The report also notes that Ricketts' hardhat was not found at the scene of the accident and one was not located at the hospital.

Peters says while hardhats are important for construction protections, wearing one in this incident would not have saved Ricketts life. But he notes the absence of one might shed light on the company's safety culture.

"They might be indications of the laxity in safety precautions that were being taken generally in this project," Peters said.

A spokesman for Shimmick declined to comment.

New Construction Bid Rules

The SFMTA began implementing its new contractor requirements on Jan. 10, when bids for the first phase of a $90 million project to improve its L-Taraval line began, according to Rose, the agency spokesman.  The agency plans to replace worn rails, overhead wires, water and sewer lines along Taraval Street in a job expected to last two years.

Before those new rules were put in place, companies on all Muni infrastructure projects were required to have safety representatives on hand. Those workers can be members of the construction team who also have safety responsibilities.

Now, more of the agency's contractors will need to have dedicated supervisors or managers who are certified safety professionals on hand. Their sole responsibility is safety, and they're required to be on job sites full time and available 24 hours a day, seven days a week.

The agency's contractors must also now provide more documents about their safety history and Cal/OSHA citations, and they need to submit more detailed safety and work plans, Rose said.

Peters described the SFMTA's contractor changes as good — but not strong enough.

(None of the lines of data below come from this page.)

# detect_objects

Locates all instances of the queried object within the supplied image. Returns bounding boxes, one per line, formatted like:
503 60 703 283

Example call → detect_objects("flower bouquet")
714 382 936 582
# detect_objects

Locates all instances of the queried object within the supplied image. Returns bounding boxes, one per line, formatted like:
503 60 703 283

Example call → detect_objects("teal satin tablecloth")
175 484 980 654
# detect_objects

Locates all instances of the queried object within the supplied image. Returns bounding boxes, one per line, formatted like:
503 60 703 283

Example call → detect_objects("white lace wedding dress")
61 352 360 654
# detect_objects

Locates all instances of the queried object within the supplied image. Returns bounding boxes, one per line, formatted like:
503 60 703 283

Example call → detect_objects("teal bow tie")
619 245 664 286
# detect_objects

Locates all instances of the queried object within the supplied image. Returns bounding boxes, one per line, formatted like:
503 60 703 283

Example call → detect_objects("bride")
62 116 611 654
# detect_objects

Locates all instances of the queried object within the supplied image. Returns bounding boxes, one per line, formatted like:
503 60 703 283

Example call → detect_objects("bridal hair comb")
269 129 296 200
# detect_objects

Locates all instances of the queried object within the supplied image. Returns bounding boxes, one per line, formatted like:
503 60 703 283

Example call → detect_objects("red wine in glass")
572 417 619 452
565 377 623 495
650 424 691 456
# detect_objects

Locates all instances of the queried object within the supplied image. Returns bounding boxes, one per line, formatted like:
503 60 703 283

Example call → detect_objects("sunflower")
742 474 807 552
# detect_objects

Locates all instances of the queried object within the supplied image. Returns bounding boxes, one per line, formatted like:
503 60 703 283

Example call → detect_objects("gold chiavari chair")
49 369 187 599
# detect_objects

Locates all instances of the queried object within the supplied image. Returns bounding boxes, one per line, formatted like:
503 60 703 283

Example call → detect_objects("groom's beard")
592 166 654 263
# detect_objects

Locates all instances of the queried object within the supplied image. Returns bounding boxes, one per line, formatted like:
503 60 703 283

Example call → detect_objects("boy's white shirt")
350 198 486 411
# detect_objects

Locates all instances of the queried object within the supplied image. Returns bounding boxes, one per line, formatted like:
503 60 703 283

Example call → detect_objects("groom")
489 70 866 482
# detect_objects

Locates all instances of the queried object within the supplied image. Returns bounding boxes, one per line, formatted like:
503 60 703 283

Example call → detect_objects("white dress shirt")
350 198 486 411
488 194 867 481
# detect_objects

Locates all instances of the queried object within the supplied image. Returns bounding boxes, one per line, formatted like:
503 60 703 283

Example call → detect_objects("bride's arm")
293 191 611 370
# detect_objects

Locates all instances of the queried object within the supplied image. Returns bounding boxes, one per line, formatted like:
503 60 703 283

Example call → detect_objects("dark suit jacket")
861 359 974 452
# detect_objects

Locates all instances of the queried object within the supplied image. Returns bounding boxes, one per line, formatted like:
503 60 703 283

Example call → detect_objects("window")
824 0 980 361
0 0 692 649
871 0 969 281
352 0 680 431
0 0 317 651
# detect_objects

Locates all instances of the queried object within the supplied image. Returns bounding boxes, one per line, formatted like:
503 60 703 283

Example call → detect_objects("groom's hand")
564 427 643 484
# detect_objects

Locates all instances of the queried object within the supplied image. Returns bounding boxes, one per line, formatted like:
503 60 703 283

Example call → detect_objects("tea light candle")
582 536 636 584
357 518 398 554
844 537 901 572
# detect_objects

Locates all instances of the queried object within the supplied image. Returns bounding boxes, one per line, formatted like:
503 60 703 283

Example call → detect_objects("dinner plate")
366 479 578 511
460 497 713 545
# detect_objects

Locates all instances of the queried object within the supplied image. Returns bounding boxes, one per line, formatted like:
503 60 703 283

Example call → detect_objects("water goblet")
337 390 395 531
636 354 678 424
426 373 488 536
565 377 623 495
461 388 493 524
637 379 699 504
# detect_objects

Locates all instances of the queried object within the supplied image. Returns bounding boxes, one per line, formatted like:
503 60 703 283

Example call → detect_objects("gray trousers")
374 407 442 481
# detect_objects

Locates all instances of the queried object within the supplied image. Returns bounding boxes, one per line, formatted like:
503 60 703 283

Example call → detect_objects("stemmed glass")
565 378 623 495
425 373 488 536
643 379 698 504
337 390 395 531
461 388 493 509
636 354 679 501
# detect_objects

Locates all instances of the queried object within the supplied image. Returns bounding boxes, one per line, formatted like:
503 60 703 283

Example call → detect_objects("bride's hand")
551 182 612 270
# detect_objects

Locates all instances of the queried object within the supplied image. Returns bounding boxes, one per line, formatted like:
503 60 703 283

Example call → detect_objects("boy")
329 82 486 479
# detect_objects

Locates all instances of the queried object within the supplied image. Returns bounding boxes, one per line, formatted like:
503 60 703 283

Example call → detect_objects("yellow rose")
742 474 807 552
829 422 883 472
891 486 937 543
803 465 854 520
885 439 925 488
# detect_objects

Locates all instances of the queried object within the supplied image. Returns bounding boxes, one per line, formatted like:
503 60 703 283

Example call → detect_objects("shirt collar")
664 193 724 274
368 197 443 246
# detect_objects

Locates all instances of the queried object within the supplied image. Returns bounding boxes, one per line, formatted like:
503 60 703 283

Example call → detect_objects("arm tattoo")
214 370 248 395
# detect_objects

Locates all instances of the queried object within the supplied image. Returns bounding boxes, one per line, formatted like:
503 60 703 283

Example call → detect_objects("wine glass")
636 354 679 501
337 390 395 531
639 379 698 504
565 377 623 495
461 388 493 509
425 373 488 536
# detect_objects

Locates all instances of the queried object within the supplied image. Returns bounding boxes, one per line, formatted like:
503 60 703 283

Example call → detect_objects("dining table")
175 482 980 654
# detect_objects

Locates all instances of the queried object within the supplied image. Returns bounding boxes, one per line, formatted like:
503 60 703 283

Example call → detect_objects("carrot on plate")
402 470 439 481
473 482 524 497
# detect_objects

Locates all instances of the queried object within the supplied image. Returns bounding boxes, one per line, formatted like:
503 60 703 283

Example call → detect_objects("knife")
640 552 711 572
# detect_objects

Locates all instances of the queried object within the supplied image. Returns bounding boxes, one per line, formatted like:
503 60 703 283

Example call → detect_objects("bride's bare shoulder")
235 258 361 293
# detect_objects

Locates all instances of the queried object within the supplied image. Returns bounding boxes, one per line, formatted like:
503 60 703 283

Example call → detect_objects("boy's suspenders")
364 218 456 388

He emphasized that the agency should essentially make the firms pay to keep their workers safe.

"Require the employer to provide minimum short-term and long-term disability policies for all workers, along with life insurance policies for workers," Peters said. "That's an added cost to the contractor, but they are now motivated by their bottom line to improve their safety."

SFMTA does not currently mandate those benefits, according to Rose. But agency contractors have to provide workers' compensation benefits, which include short-term and permanent disability benefits as well as death benefits for their employees, he said.